The Covid-19 pandemic slowed the process of receiving specialised examinations from neurologists following the initial discovery of the hyper-activity in my muscles. However, when this did happen from July 2021 to July 2022 it was an extremely emotionally difficult period. For the first time I was confronted with possible diseases that could be the underlying cause of my symptoms. I underwent genetic testing for Steinert’s disease type 1 and type 2 and had consultations with a geneticist who discussed the likelihood of passing whatever illness I had on to any children I may have in the future. It was a period that made me re-evaluate my life completely. The spectre of a degenerative condition and of not being able to have children naturally without the risk of passing on a debilitating, possibly fatal disease were things which I never imagined I would be confronted with.

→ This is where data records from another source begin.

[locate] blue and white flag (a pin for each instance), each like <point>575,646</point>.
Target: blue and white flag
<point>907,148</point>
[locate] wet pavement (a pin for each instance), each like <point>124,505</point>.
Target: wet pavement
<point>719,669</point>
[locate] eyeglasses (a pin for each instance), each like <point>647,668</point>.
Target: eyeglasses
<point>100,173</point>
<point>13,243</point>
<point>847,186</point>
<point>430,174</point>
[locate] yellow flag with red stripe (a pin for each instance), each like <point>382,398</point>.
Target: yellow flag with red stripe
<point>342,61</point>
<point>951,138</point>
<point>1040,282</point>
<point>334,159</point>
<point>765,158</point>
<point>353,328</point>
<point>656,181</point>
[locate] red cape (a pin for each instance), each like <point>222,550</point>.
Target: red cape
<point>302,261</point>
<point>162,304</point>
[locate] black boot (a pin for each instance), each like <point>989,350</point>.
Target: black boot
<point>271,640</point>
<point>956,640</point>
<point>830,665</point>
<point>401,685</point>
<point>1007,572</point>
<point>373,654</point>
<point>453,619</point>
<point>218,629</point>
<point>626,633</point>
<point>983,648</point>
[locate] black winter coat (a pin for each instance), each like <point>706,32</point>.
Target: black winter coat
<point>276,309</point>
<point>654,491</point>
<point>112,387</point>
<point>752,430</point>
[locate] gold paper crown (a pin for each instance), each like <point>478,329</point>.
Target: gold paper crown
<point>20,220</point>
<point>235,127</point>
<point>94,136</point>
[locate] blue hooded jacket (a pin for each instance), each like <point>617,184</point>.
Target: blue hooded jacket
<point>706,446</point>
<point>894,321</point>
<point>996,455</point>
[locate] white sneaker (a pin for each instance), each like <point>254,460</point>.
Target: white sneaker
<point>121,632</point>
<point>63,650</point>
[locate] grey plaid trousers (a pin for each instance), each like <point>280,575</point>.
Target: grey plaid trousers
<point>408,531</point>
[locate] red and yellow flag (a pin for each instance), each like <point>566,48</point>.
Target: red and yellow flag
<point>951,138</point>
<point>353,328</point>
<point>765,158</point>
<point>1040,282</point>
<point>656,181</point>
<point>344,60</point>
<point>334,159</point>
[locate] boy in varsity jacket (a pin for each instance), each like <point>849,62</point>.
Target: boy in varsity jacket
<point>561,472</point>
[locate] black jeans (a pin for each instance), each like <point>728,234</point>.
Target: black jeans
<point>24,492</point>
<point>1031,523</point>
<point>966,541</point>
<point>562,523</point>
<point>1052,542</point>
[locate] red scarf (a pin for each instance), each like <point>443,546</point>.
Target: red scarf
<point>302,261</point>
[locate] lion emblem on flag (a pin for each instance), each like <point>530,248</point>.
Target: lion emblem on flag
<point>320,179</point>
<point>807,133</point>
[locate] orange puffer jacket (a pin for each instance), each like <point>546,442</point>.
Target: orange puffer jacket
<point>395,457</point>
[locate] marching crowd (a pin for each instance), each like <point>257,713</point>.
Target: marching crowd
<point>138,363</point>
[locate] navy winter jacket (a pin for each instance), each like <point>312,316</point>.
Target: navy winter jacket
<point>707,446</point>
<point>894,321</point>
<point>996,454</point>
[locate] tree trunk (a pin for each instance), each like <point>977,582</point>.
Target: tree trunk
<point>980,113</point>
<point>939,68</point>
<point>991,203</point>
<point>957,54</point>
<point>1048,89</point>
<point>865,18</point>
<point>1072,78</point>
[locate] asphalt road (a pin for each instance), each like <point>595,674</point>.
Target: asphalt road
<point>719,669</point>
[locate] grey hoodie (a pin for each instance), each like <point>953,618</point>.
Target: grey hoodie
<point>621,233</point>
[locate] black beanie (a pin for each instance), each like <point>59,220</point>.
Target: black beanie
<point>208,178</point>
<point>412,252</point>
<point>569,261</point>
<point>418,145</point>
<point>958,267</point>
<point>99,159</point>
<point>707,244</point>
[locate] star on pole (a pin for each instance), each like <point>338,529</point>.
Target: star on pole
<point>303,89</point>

I believe it is significant to keep into consideration when approaching a diagnosis that sufferers of myotonia may be quite well adjusted to their symptoms. This is not to say that they don’t have a significant impact on their lives, but that it is a situation that they are accustomed to, that they have devised strategies to live with, that was certainly the case for me, especially so prior to the worsening of my symptoms in my mid-thirties. As a consequence I feel that the news of some of the underlying diseases for which myotonia manifests as a symptom, are things which must be managed with the utmost care, consideration and attention from the medical staff who convey this news and order the genetic tests to discover the underlying cause of the myotonia, as some of the ramifications of diagnosis can be things that the person has never contemplated. I felt that I had lived with a type of “stiffness” all my life and if I could find out what caused it, that would be great, if not, it was something I had always lived with. This was the attitude I had towards diagnosis at the beginning of the examination process, instead I was confronted with the possibility of having a degenerative condition, the implications of which were things that I had never considered and had a significant impact on me during that period.

Arriving at a diagnosis

The genetic testing that I underwent to ascertain which disease I have began with the least rare of the rare diseases considered worthy of testing and then proceeded from there until a diagnosis was found. I feel very fortunate to have had access to the excellent doctors and facilities that I have had and the diagnosis has given me a completely different understanding of myself, allowed me to reflect on how I have been conditioned by having myotonia congenita, something which was impossible when I lived unaware of the condition, and has given me the possibility to receive treatment for my symptoms.

Thank you to all of the doctors and medical staff who have devoted not only their immense expertise, but their time to me and to helping me arrive at the point where I am today, it is something I will be forever grateful for and any words I write fail to express the depth of the gratitude I feel.